El premio de esta "guerra de
posiciones": la cultura, que es el puesto de mando de los valores y las
ideas.
Gramsci rechaza a la vez el
leninismo clásico (teoría del enfrentamiento revolucionario), el revisionismo
estaliniano (estrategia del Frente Popular) y las tesis de Kautsky
(constitución de una vasta concentración obrera). El "trabajo de
partido", pues, consistiría en reemplazar la “hegemonía de la cultura burguesa”
por la “hegemonía cultural proletaria”. Conquistada por valores que ya no serán
los suyos, la sociedad vacilará sobre sus bases. Y entonces será la hora de
explotar la situación sobre el terreno político.

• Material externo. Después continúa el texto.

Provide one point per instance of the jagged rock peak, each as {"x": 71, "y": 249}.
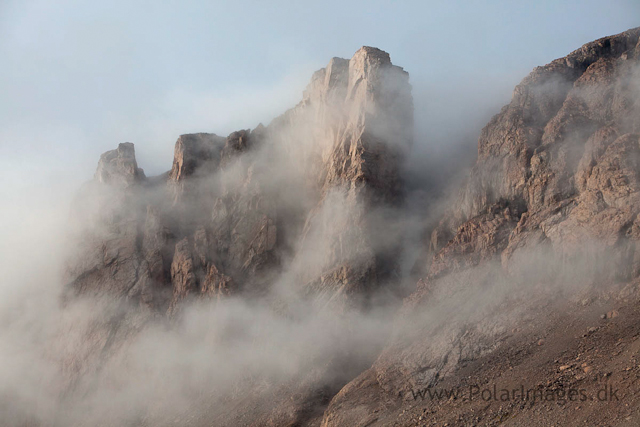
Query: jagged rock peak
{"x": 192, "y": 150}
{"x": 119, "y": 166}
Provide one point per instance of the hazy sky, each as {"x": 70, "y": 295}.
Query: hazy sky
{"x": 78, "y": 77}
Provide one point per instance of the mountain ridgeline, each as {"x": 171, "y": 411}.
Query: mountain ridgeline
{"x": 305, "y": 219}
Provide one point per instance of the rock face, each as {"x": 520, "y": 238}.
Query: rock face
{"x": 554, "y": 191}
{"x": 220, "y": 222}
{"x": 305, "y": 204}
{"x": 296, "y": 205}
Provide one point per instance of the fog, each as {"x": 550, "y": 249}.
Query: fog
{"x": 89, "y": 361}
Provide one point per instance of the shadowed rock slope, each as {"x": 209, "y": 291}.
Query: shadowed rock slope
{"x": 550, "y": 212}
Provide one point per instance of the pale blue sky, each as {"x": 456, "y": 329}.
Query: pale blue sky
{"x": 78, "y": 77}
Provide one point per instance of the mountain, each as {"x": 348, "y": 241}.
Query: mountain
{"x": 550, "y": 211}
{"x": 305, "y": 219}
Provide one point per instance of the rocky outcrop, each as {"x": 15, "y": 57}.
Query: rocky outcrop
{"x": 552, "y": 200}
{"x": 297, "y": 206}
{"x": 221, "y": 220}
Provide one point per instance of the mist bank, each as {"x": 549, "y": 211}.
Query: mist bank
{"x": 269, "y": 277}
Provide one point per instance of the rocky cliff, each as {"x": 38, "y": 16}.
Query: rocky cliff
{"x": 550, "y": 211}
{"x": 302, "y": 215}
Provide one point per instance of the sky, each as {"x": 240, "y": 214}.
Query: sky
{"x": 79, "y": 77}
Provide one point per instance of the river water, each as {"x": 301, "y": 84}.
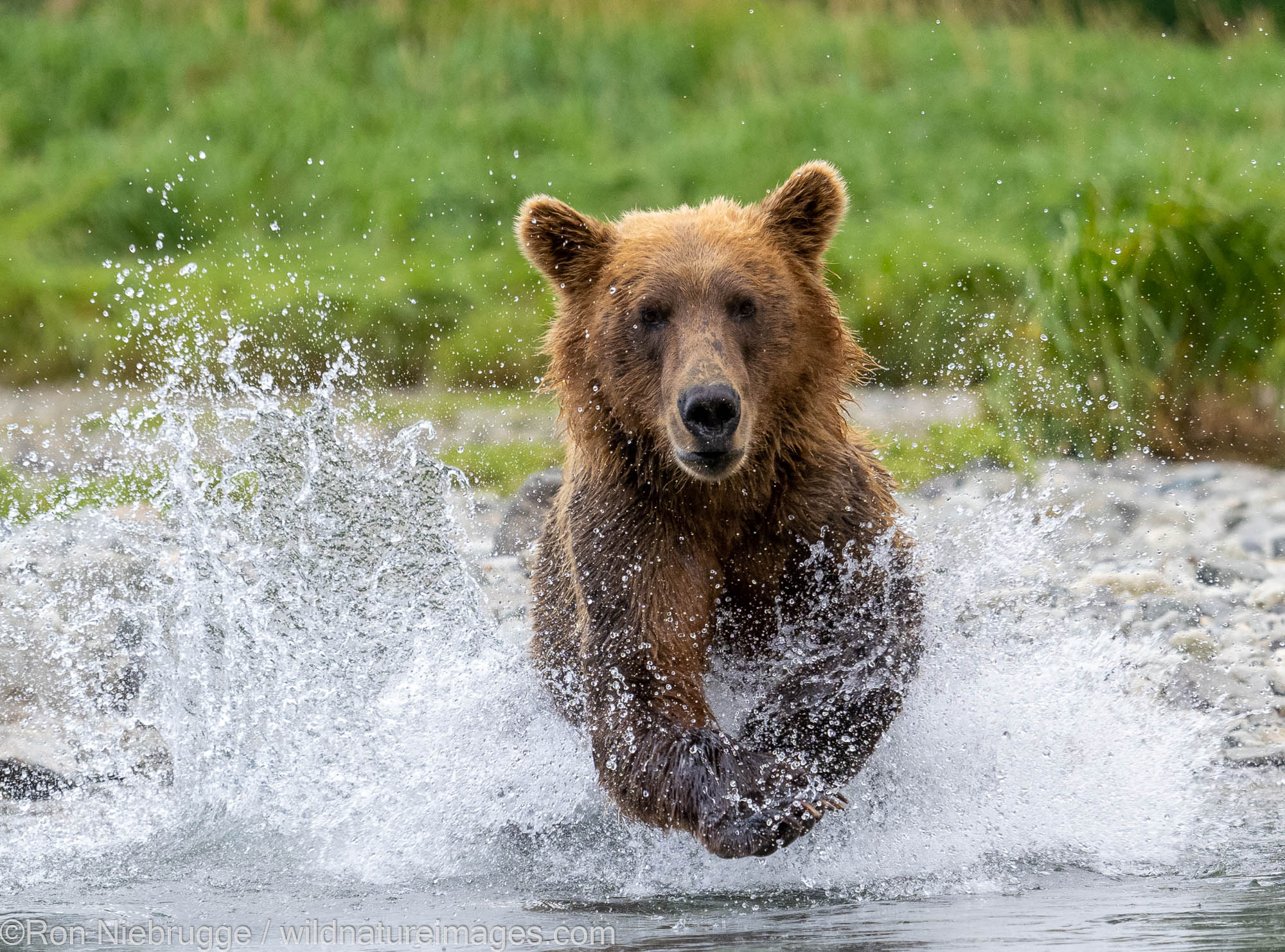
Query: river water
{"x": 346, "y": 741}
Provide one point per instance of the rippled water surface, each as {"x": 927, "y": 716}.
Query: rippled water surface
{"x": 351, "y": 741}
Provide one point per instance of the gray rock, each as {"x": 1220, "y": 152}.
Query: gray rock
{"x": 1263, "y": 756}
{"x": 21, "y": 780}
{"x": 1224, "y": 572}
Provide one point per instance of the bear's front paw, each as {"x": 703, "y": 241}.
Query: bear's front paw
{"x": 764, "y": 829}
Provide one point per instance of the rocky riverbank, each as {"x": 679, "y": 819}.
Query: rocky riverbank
{"x": 1184, "y": 562}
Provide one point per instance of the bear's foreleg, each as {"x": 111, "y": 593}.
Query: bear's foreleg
{"x": 847, "y": 674}
{"x": 647, "y": 612}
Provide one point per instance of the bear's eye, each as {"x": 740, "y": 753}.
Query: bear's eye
{"x": 653, "y": 315}
{"x": 742, "y": 309}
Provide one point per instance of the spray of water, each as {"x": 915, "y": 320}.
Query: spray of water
{"x": 321, "y": 696}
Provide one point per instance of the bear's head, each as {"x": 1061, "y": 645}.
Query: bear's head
{"x": 704, "y": 337}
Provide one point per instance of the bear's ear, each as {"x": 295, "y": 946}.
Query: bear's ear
{"x": 806, "y": 211}
{"x": 567, "y": 246}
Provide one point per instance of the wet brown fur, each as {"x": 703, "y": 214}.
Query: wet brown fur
{"x": 644, "y": 569}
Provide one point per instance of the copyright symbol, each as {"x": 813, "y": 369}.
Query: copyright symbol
{"x": 12, "y": 932}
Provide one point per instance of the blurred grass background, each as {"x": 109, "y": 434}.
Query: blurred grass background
{"x": 1075, "y": 209}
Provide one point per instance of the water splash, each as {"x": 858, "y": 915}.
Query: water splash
{"x": 335, "y": 705}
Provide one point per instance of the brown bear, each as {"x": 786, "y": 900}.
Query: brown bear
{"x": 715, "y": 498}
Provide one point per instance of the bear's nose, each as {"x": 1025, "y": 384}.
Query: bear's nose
{"x": 711, "y": 414}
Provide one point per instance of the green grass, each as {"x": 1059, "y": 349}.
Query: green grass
{"x": 946, "y": 449}
{"x": 363, "y": 164}
{"x": 24, "y": 498}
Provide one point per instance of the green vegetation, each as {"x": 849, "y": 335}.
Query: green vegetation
{"x": 24, "y": 498}
{"x": 1084, "y": 222}
{"x": 945, "y": 449}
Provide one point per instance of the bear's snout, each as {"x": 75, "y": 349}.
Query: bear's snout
{"x": 711, "y": 414}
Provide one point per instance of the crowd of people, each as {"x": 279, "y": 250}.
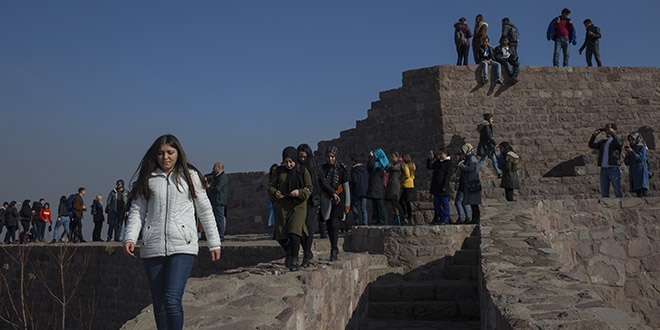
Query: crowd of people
{"x": 561, "y": 32}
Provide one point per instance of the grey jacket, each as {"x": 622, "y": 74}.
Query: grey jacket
{"x": 168, "y": 218}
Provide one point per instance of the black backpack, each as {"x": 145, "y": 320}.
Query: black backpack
{"x": 459, "y": 37}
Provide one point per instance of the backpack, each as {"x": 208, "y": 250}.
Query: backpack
{"x": 513, "y": 35}
{"x": 69, "y": 205}
{"x": 459, "y": 37}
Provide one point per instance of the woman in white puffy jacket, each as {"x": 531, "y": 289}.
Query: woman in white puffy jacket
{"x": 166, "y": 196}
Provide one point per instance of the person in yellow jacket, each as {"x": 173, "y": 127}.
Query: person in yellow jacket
{"x": 407, "y": 186}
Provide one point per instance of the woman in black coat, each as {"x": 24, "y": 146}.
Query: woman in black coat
{"x": 11, "y": 222}
{"x": 26, "y": 216}
{"x": 376, "y": 192}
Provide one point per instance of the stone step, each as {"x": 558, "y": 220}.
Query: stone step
{"x": 471, "y": 243}
{"x": 462, "y": 272}
{"x": 442, "y": 290}
{"x": 377, "y": 272}
{"x": 466, "y": 257}
{"x": 425, "y": 310}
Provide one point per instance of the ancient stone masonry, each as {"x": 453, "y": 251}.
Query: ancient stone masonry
{"x": 548, "y": 117}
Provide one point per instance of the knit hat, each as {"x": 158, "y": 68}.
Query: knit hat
{"x": 290, "y": 152}
{"x": 467, "y": 148}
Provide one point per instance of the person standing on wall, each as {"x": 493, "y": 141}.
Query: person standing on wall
{"x": 167, "y": 195}
{"x": 609, "y": 159}
{"x": 562, "y": 32}
{"x": 480, "y": 33}
{"x": 291, "y": 186}
{"x": 510, "y": 31}
{"x": 116, "y": 207}
{"x": 462, "y": 35}
{"x": 636, "y": 157}
{"x": 591, "y": 43}
{"x": 312, "y": 219}
{"x": 359, "y": 185}
{"x": 219, "y": 196}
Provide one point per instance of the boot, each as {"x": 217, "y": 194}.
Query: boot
{"x": 334, "y": 254}
{"x": 404, "y": 220}
{"x": 307, "y": 259}
{"x": 323, "y": 229}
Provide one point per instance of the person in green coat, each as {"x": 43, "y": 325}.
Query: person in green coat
{"x": 508, "y": 162}
{"x": 290, "y": 187}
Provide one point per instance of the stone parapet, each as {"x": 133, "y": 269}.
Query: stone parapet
{"x": 527, "y": 281}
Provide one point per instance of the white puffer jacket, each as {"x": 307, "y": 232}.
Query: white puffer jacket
{"x": 167, "y": 219}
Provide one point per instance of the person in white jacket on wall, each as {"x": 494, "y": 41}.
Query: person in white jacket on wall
{"x": 166, "y": 196}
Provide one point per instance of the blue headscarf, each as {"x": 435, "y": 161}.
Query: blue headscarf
{"x": 381, "y": 159}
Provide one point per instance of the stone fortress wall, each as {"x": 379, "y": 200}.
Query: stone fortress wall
{"x": 548, "y": 117}
{"x": 597, "y": 257}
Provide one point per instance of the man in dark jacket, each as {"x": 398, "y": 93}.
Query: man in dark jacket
{"x": 562, "y": 32}
{"x": 443, "y": 168}
{"x": 462, "y": 43}
{"x": 609, "y": 159}
{"x": 359, "y": 184}
{"x": 116, "y": 207}
{"x": 591, "y": 42}
{"x": 219, "y": 196}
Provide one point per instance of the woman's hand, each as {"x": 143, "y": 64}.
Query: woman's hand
{"x": 215, "y": 255}
{"x": 129, "y": 249}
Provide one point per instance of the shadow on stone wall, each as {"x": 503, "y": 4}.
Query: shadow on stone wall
{"x": 566, "y": 168}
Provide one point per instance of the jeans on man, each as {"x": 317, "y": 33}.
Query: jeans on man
{"x": 167, "y": 278}
{"x": 463, "y": 52}
{"x": 115, "y": 221}
{"x": 359, "y": 208}
{"x": 463, "y": 210}
{"x": 513, "y": 70}
{"x": 561, "y": 44}
{"x": 441, "y": 207}
{"x": 220, "y": 219}
{"x": 493, "y": 158}
{"x": 595, "y": 52}
{"x": 63, "y": 222}
{"x": 498, "y": 69}
{"x": 610, "y": 175}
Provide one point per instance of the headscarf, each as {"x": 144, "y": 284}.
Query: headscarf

De ahí el rol designado a los
intelectuales: “ganar la guerra de posiciones por la hegemonía cultural”. El
intelectual es aquí definido por la función que ejerce frente a un tipo dado de
sociedad o de producción. Escribe Gramsci: “Cada grupo social, nacido sobre el
terreno original de una función esencial, en el mundo de la producción
económica, crea al mismo tiempo que él, orgánicamente, una o varias capas de
intelectuales, que le dan su homogeneidad y la conciencia de su propia función,
no solamente en el dominio económico, sino también en los dominios social y
político (Los intelectuales y la organización de la cultura).
A partir de esta definición
(demasiado extensa), Gramsci distingue entre los intelectuales orgánicos, que
aseguran la cohesión ideológica de un sistema, y los intelectuales
tradicionales representantes de los antiguos estratos sociales que persisten a
través de las relaciones de producción.
A partir de los intelectuales
"orgánicos", Gramsci recrea el sujeto de la historia y de la
política, el Nosotros organizador de los otros grupos sociales, por retomar la
expresión de Henri Lefebvre (El fin de la historia, 1970). El sujeto ya no es
Príncipe, ni el Estado, ni el Partido, sino la Vanguardia intelectual ligada a
la clase obrera. Es ella quien, mediante un “trabajo de termita”, cumple una
"función de clase" convirtiéndose en portavoz de los grupos
representantes en las fuerzas de producción.
La Vanguardia intelectual es
quien debe dar al proletariado la “homogeneidad ideológica” y la conciencia
necesaria para asegurar su hegemonía –concepto que, en Gramsci, reemplaza y
desborda al de "dictadura del proletariado" (en la medida en que
desborda la política para englobar la ideología).